You pick up the history of a country as the years go by, some of it through interest, some of it you just stumble across. Most people are aware of the 1985 earthquake which killed thousands. I only recently became aware of two other disasters, although these were both non natural. In 1992 the streets of Guadalajara exploded with such force that buses were thrown on top of 2 storey buildings. Yes, the streets exploded. Kilometres of them. Technically, it was the sewage system underneath, that has become filled with gasoline, that exploded. As there is only the one petrol company in Mexico, Pemex, it seems logical to point the finger at them. They have though, of course, always insisted that it wasn’t their fault. More than 200 people were killed, with hundreds more injured and thousands homeless.
Then there was the San Juanico explosion, where spherical gas containers exploded, one after the other. All 54 of them I believe, after one had leaked and ignited.
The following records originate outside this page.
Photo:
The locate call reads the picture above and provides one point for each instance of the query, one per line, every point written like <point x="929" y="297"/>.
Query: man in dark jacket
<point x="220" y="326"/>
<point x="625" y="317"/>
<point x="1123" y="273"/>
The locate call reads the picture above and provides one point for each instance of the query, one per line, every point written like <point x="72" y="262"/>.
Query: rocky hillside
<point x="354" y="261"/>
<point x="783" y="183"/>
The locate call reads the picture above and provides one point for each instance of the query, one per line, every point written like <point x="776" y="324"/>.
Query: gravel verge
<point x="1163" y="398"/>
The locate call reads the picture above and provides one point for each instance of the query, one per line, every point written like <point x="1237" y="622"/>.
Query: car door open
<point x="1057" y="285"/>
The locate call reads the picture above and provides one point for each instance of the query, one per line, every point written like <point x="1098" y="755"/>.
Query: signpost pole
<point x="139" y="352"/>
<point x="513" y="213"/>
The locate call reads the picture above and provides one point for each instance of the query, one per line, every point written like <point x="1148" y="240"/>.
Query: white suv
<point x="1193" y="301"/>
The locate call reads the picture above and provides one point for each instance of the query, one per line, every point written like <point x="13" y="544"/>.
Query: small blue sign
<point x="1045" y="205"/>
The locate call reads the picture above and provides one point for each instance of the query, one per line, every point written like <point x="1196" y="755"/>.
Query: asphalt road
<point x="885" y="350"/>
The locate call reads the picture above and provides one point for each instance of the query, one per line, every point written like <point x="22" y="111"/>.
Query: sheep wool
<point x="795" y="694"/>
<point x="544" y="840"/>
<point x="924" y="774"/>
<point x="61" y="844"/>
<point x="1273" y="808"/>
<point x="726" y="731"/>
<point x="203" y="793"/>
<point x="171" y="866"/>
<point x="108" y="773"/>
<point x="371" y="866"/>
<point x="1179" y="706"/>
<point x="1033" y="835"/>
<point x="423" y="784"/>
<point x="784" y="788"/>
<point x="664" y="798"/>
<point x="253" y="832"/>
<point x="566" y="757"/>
A staggering death toll of 500 plus, with an estimated 5,000 to 7,000 more severely injured.
But it’s the third non natural disaster I find most interesting at the moment. There were no ‘direct’ deaths from this catastrophe. Stop me if this story sounds familiar…
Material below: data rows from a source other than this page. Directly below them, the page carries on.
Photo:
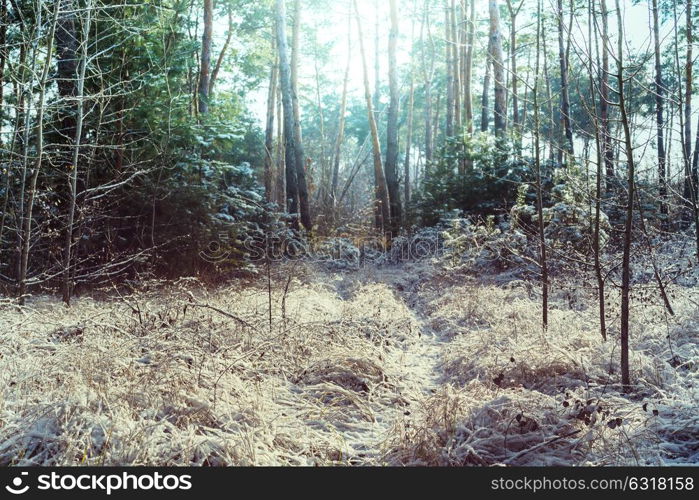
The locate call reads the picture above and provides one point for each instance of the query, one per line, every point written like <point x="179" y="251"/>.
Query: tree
<point x="290" y="145"/>
<point x="382" y="215"/>
<point x="500" y="107"/>
<point x="543" y="264"/>
<point x="565" y="98"/>
<point x="26" y="235"/>
<point x="77" y="140"/>
<point x="628" y="225"/>
<point x="659" y="116"/>
<point x="298" y="141"/>
<point x="205" y="60"/>
<point x="269" y="131"/>
<point x="391" y="170"/>
<point x="514" y="11"/>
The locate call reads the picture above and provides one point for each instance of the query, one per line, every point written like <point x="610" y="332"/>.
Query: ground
<point x="409" y="364"/>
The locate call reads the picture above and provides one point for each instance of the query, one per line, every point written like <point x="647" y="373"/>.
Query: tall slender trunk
<point x="449" y="70"/>
<point x="688" y="191"/>
<point x="341" y="117"/>
<point x="269" y="132"/>
<point x="408" y="143"/>
<point x="290" y="156"/>
<point x="456" y="66"/>
<point x="598" y="186"/>
<point x="222" y="54"/>
<point x="628" y="226"/>
<point x="565" y="98"/>
<point x="604" y="101"/>
<point x="205" y="60"/>
<point x="513" y="69"/>
<point x="80" y="88"/>
<point x="500" y="89"/>
<point x="391" y="170"/>
<point x="468" y="70"/>
<point x="382" y="210"/>
<point x="428" y="72"/>
<point x="485" y="111"/>
<point x="539" y="184"/>
<point x="40" y="107"/>
<point x="659" y="117"/>
<point x="300" y="162"/>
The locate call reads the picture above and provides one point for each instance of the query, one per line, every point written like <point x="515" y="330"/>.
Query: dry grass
<point x="401" y="365"/>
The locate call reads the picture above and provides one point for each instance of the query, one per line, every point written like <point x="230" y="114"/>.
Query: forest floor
<point x="402" y="364"/>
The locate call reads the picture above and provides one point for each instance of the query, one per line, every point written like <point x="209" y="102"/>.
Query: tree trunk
<point x="468" y="98"/>
<point x="73" y="187"/>
<point x="485" y="112"/>
<point x="565" y="98"/>
<point x="543" y="264"/>
<point x="628" y="227"/>
<point x="205" y="60"/>
<point x="222" y="54"/>
<point x="408" y="144"/>
<point x="450" y="70"/>
<point x="659" y="117"/>
<point x="341" y="118"/>
<point x="290" y="156"/>
<point x="428" y="76"/>
<point x="688" y="191"/>
<point x="500" y="107"/>
<point x="269" y="132"/>
<point x="513" y="68"/>
<point x="598" y="187"/>
<point x="298" y="140"/>
<point x="28" y="212"/>
<point x="604" y="101"/>
<point x="382" y="210"/>
<point x="67" y="66"/>
<point x="391" y="170"/>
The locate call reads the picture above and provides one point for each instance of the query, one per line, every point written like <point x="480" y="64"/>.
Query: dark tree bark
<point x="565" y="98"/>
<point x="659" y="116"/>
<point x="500" y="89"/>
<point x="391" y="169"/>
<point x="485" y="111"/>
<point x="607" y="149"/>
<point x="628" y="226"/>
<point x="67" y="66"/>
<point x="382" y="208"/>
<point x="290" y="156"/>
<point x="205" y="60"/>
<point x="302" y="186"/>
<point x="269" y="132"/>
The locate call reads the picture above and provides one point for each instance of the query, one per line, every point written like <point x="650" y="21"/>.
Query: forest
<point x="351" y="232"/>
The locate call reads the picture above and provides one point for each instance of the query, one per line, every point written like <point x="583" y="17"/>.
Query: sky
<point x="332" y="28"/>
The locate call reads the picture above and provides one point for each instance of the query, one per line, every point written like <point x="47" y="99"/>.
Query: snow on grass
<point x="407" y="364"/>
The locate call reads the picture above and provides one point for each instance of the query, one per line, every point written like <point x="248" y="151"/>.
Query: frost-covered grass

It started with some very lax banking regulations and the banks themselves developing a sudden taste for lending lots of money out, plenty of it to higher risk borrowers. Interest rates were low after all. But all good things must come to an end, and when the currency of the country dropped (through devaluation as well as market forces) and interest rates rose, lots of people found themselves unable to repay their loans. Liquidity in the system dried up and the banks all started to teeter on the edge of bankruptcy.
Of course, banks can’t be allowed to go bankrupt, so they were pretty much all nationalised. And Bill Clinton’s US government and others kindly bailed out the Mexican financial system to the tune of $50 billion. It really does sound familiar doesn’t it! Well the US, UK and others clearly didn’t learn from Mexico’s mistake, but happily Mexico did. It became known, as the title of the post suggests, as the December Mistake – President Zedillo’s devaluation being the most oft blamed factor. Most people agree however that his predecessor, Salinas, bears by far the greater responsibility.
Mexico won’t escape unscathed from the current crisis, but the banks have solid capitalisation and liquidity here, so should be ok. Maybe it would be better if the biggest banks in Mexico weren’t owned by US, British and Spanish banks, just at the moment, of course…!
If you want some good news, the banks were all privatised again a few years later, and the $50 billion repaid ahead of schedule quite some time ago. Let’s hope the US et al come out the other side just as well.